Idea 1: Make additional super contributions

One thing you can do is contact your payroll department and ask them to deduct a certain amount of money from each pay and contribute that into super (as a concessional contribution). This is also a tax effective strategy as any contributions are taxed at 15% instead of your marginal tax rate (for people earning less than $200,000 per annum).

Technically, depending on your age and financial position, it may not be a high priority for you to make additional super contributions. For example, maybe it’s more important for you to repay your home loan. However, if the reality is that you would just spend the money that you could have otherwise contributed into super (and not make extra home loan repayments) then perhaps making additional super contributions is a good thing for you to do i.e. forced savings mechanism.

Consider this case study to demonstrate how effective it can be:

Susie is a 30-year-old earning a salary of $100,000 a year. Therefore, she is already contributing $9,500 per annum into super (i.e. her employer’s contributions). If Susie contributed an extra 3.5% p.a. of her gross salary (i.e. $3,500 p.a. or $67 per week), by age 60, her super balance would be 32% higher ($965,000 versus $1.27 million). That is a big reward for a relatively small sacrifice that will probably go unnoticed i.e. no adverse impact on your standard of living.

Idea 2: Borrow to invest in property

Borrowing to invest is a good forced savings mechanism. I’m not suggesting that people go out and borrow money without having any regard to their ability to meet the loan repayments. However, from my own personal and professional experience I know that there is merit in forcing yourself to enter into such a commitment (mortgage) – particularly if you’re a spender.

If you borrow money to buy an investment property, it is likely that the net rental income will be less than the interest expense. Therefore, you will have to use some of your cash flow to meet the investment property’s holding costs. As long as the property is investment-grade, your monthly cash flow contribution will eventually translate into a significant amount of equity (as a result of capital growth).

Idea 3: Convert loans to P&I

If you already own an investment property and feel that you’re not as disciplined as you could be with your cash flow management, then perhaps converting your investment loan repayments to principal and interest (P&I) might provide two benefits. Firstly, it will significantly reduce your interest costs and secondly, it will force you to reduce your debt.

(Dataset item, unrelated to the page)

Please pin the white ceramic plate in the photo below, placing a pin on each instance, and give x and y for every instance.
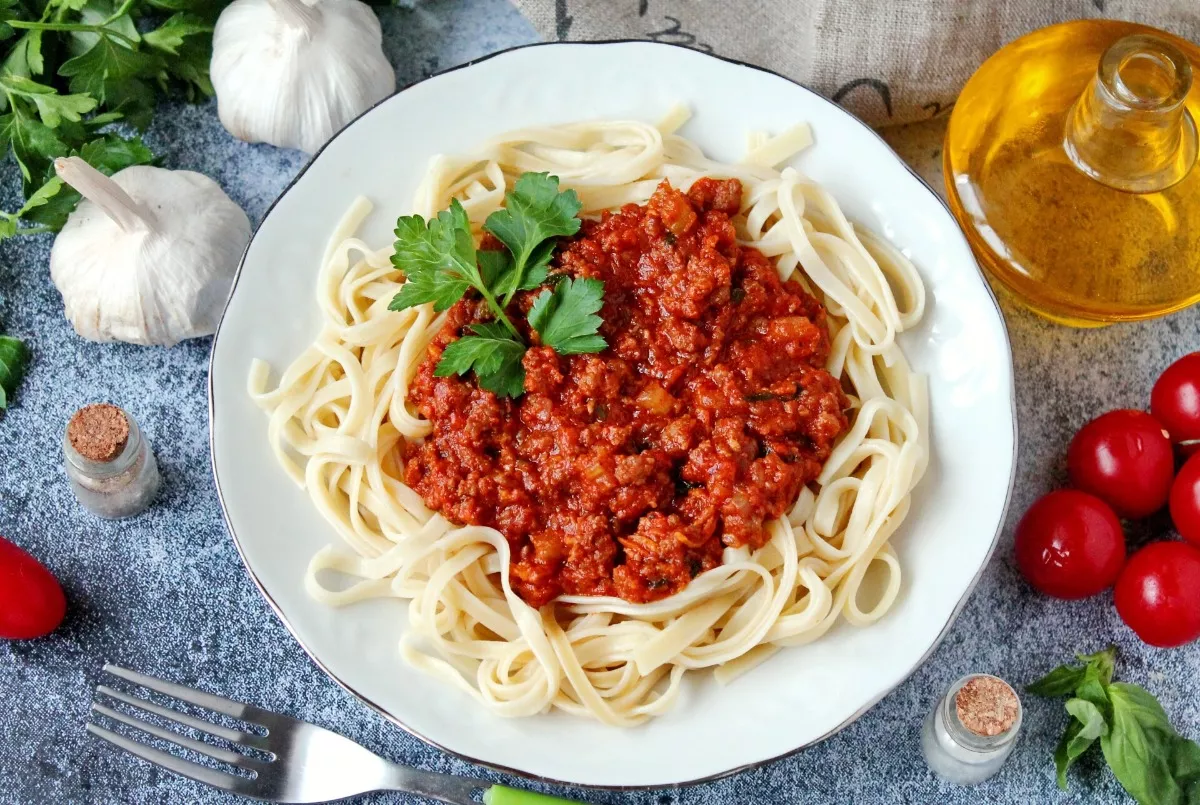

Idea 4: Delink your offset account from Internet banking

The saying “out of sight, out of mind” rings true when it comes to financial management. One strategy that employs this approach involves establishing an offset account (linked to one of your loans) and using it purely for savings. You then ask your payroll department to deduct a regular amount from each salary and deposit that amount directly into this new savings offset account. You can also remove this offset account from your Internet banking profile so that it is out of sight and out of mind. Automating the process (via payroll) together with this ‘set and forget’ style arrangement will likely make this strategy successful.

Spenders aren’t bad people

Just because you’re a spender doesn’t necessarily mean you’ll be unsuccessful with building wealth and having a secure financial future. Instead, it just means that you probably need to employ a slightly different approach to savers.

The key thing is just to be realistic about the level of your financial discipline and seek independent financial advice.